I think timing had something to do with it. The bike came at a time when my fitness routine was starting to feel a bit too set, too regular. It needed a shake-up. Experts have long advised varying your fitness routine to avoid fitness plateaus. When you keep doing the same exercise all the time, your body becomes accustomed to it, so you can lose strength and endurance. One way to avoid this is to ramp up the challenge within the activity you’re already doing. But another way is to add something new.

Cycling is doing just that for me.

It’s a couple of weeks now and I’ve added a cycling class to my weekly routine. It meant cutting another cardio workout, but the variety makes it worth it.

What Are the Benefits of Cycling?
Low Impact Exercise

Biking is gentle on the joints. It’s great for beginners or those who need a break from high-intensity workouts. The low impact protects joints and strengthens the muscles that protect the hips, knees, and ankles.

Builds Strength

While biking can’t take the place of regular strength workouts, it still builds muscular endurance. When you intensify the resistance, it builds leg strength. You use your arms and core for stability and posture.

Cardiovascular Workout

An intense biking session can get your heart pumping and your blood flowing. This also improves lung capacity, and overall is an excellent aerobic workout. Consistency will improve your stamina allowing you to ride harder and faster.

Mood Booster

Post-ride endorphin and serotonin release makes you feel happier and less stressed. It’s also good for a mental reset. You can either focus on your workout or let your mind wander, which gives it a break from daily busyness.

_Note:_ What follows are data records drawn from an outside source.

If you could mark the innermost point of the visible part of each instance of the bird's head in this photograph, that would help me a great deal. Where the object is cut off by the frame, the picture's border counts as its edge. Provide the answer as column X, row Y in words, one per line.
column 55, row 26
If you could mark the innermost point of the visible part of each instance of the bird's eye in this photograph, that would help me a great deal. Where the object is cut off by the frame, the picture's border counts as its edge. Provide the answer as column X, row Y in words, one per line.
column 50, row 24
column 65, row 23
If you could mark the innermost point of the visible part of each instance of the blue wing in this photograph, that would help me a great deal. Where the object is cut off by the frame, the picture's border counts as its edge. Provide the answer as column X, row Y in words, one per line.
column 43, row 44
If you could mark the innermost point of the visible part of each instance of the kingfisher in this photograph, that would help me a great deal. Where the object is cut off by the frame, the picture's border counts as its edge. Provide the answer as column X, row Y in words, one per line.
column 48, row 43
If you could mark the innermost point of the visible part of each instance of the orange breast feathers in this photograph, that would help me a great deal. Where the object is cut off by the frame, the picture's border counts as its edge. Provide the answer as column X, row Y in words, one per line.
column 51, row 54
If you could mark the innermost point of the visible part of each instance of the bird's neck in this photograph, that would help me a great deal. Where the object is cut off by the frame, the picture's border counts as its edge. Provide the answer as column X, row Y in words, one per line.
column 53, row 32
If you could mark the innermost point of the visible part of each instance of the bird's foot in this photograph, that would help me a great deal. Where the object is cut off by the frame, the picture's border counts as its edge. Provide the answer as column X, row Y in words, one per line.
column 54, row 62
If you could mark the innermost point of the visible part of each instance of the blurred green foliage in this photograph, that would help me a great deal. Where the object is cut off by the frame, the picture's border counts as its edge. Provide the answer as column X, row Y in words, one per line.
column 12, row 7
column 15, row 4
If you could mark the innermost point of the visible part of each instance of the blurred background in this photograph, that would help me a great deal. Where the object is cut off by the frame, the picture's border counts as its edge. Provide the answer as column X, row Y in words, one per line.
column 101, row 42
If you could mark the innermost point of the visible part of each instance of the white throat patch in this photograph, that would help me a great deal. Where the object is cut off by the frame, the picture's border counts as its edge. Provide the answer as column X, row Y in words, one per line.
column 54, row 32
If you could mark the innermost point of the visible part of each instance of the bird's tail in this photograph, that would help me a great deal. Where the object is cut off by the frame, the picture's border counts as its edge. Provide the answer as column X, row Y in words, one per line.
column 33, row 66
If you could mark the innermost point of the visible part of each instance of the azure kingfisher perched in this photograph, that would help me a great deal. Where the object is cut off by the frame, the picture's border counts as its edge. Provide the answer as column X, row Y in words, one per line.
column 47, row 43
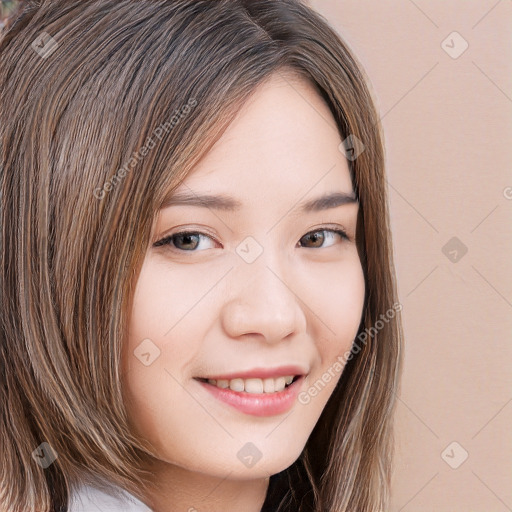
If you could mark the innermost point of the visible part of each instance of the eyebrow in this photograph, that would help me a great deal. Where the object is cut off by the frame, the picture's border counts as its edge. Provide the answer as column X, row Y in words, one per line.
column 227, row 203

Good Cross-Training Option

If you have a regular fitness schedule, incorporating an activity you don’t normally do allows your muscles to rest between more intense workouts. This prevents injuries and boosts performance. It’s a good break for runners, walkers, and HIIT athletes.

Indoor vs. Outdoor Cycling

“If you enjoy the outdoors and you enjoy beautiful scenery, and that’s part of the reason why you enjoy biking, you’ll find a cycling class very different,” says Bluma, an avid cyclist who’s done charity bike-a-thons and has biked as much as 60 miles.

The input is different when you cycle outside, she says. “An hour cycling class is the equivalent of biking two hours outdoors,” she says. “When you’re on an exercise bike, you’re pedaling the entire time. When you’re biking outside, you’re going uphill, downhill, sometimes you’re coasting. You’re not working the entire time.”

Some cycling classes try to ramp up the intensity by working additional muscle groups.

“Sometimes in a cycling class, they’ll also have you do different exercises, such as bending forward, standing up, or using weights,” she says.

Indoor biking can also be a safer choice. You don’t have to worry about weather conditions, traffic hazards, or nighttime biking. If someone has balance issues, a stationary bike can give the same benefits as outdoor biking without the worry of falling.

Cycling didn’t just change my workout. It reminded me that we need to check in with ourselves to see if our fitness routines are working for us. When they aren’t, and we need to add something new, sometime it’s worth looking at something we once dismissed.